Figure 9A presents a large, stiff, well-circumscribed, and heterogeneous HCC located centrally in the liver of a patient without underlying liver disease. MRI/MRE was performed ~4 weeks after the earliest available CT. At MRI/MRE, the tumor measured ~13 × 11 cm, involved the caudate and right lobe, and demonstrated heterogeneous arterial enhancement with washout and a pseudocapsule. The patient underwent locoregional therapy (TACE) shortly after MRI/MRE. Over the short interval preceding MRI/MRE, reports described no substantial change in overall size but persistent compressive effects. The mass effect exerted on the liver hilum resulted in obstruction of the biliary ducts, as evidenced by diffuse intrahepatic ductal dilation (white arrows). There were also compression and effacement of the inferior vena cava (IVC, arrowhead) and significant constriction of the central hepatic veins. Conventional MRE showed elevated peri-tumoral stiffness despite the absence of radiologic or laboratory evidence of cirrhosis. This finding suggests that the elevated stiffness in the peri-tumoral region could be due to the large deformation and stretching caused by the mass-forming HCC. The TSM results further supported this interpretation. In the shell-based analysis, this tumor exhibited a large TSM-conventional difference that was maximal near the tumor boundary and decayed with distance (45% in the innermost shell, decreasing to 26% in the outer shells), supporting a prominent localized peri-tumoral effect.
Figure 9.

In vivo demonstration of TSM in two hepatocellular carcinomas with differing degrees of mass effect. (A) Tumor 1: dynamic contrast-enhanced MRI shows a large, well-circumscribed HCC. The mass effect caused biliary ductal obstruction with diffuse intrahepatic ductal dilatation (white arrows), compression and effacement of the inferior vena cave (IVC, arrowhead), and severe compression of the central hepatic veins. Concentric peri-tumoral shell ROIs overlaid on MRI are shown, together with the corresponding and stiffness maps. (B) Tumor 2: a second large HCC with comparatively minimal mass effect; corresponding shell ROIs and stiffness maps are shown. (C) Shell-wise radial profile of the percent difference plotted versus distance from the tumor surface, demonstrating a larger near-boundary TSM-conventional difference for Tumor 1 and a smaller, more uniform difference for Tumor 2. Error bars indicate the 95% confidence interval within each shell.

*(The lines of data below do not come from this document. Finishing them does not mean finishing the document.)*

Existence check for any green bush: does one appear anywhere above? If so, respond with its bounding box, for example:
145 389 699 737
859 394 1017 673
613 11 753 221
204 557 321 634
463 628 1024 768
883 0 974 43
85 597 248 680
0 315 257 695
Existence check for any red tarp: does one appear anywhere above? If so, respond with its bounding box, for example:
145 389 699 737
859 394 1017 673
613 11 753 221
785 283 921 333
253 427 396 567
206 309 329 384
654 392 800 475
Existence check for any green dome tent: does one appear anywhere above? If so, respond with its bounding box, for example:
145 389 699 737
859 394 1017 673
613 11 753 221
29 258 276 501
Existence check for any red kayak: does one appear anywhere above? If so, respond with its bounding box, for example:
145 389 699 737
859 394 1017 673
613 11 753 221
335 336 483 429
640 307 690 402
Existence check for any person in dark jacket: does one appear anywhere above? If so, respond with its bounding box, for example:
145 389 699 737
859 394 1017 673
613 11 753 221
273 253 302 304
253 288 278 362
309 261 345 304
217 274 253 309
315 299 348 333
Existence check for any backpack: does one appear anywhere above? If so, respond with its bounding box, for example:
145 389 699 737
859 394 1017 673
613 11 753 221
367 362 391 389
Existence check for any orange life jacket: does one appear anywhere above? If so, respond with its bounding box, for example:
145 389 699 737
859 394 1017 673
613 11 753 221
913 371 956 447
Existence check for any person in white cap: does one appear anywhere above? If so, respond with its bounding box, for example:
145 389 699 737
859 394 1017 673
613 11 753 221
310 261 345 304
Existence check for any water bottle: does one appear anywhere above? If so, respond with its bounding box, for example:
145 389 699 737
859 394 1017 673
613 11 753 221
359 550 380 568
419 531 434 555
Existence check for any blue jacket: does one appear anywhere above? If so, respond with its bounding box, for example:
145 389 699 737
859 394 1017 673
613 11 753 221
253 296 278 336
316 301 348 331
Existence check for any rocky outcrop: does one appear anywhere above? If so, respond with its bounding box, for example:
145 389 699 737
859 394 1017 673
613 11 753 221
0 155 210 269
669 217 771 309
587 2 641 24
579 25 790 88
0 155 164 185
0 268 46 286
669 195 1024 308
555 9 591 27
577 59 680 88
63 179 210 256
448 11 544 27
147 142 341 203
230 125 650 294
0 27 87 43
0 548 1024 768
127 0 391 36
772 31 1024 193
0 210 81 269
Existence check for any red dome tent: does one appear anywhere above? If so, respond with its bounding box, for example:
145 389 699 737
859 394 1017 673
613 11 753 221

In contrast, Figure 9B displays another large, stiff, and heterogeneous HCC located in the posterior segment of the right hepatic lobe in a different patient. MRI/MRE was performed approximately one week after an outside contrast-enhanced MRI used for diagnostic evaluation. The tumor was again described as very large (approximately 10 × 14 × 20 cm), and the report did not describe a definitive interval size change over the short comparison interval. The patient proceeded to definitive management shortly after MRI/MRE as part of surgical planning. In this case, only minimal mass effect was observed. Peri-tumoral stiffness measurements were within the normal range for both TSM and conventional inversion. Consistent with this qualitative impression, the shell-based analysis showed a much smaller TSM-conventional difference (12% near the boundary, decreasing to 5% distally), indicating a potentially stable lesion with limited expansile loading at the time of imaging.
Discussion
In this study, we introduced tissue strain mapping (TSM), a new MRE-based method developed to evaluate strain-induced perilesional stiffness changes associated with expanding lesions. The technique is grounded in the hypothesis that actively expanding lesions result in significant stretching and high strain in the perilesional area. This leads to a dependency of the probed shear stiffness variations in the perilesional tissue on the direction of shear wave propagation, considering the nonlinear elastic behavior of biological tissues. By applying spatial-temporal DF to decompose complex wave fields following the contour of the lesion-host boundary, TSM enables selective inversion and reconstruction of stiffness maps that reveal localized stiffening patterns indicative of abnormal strain near an expanding mass.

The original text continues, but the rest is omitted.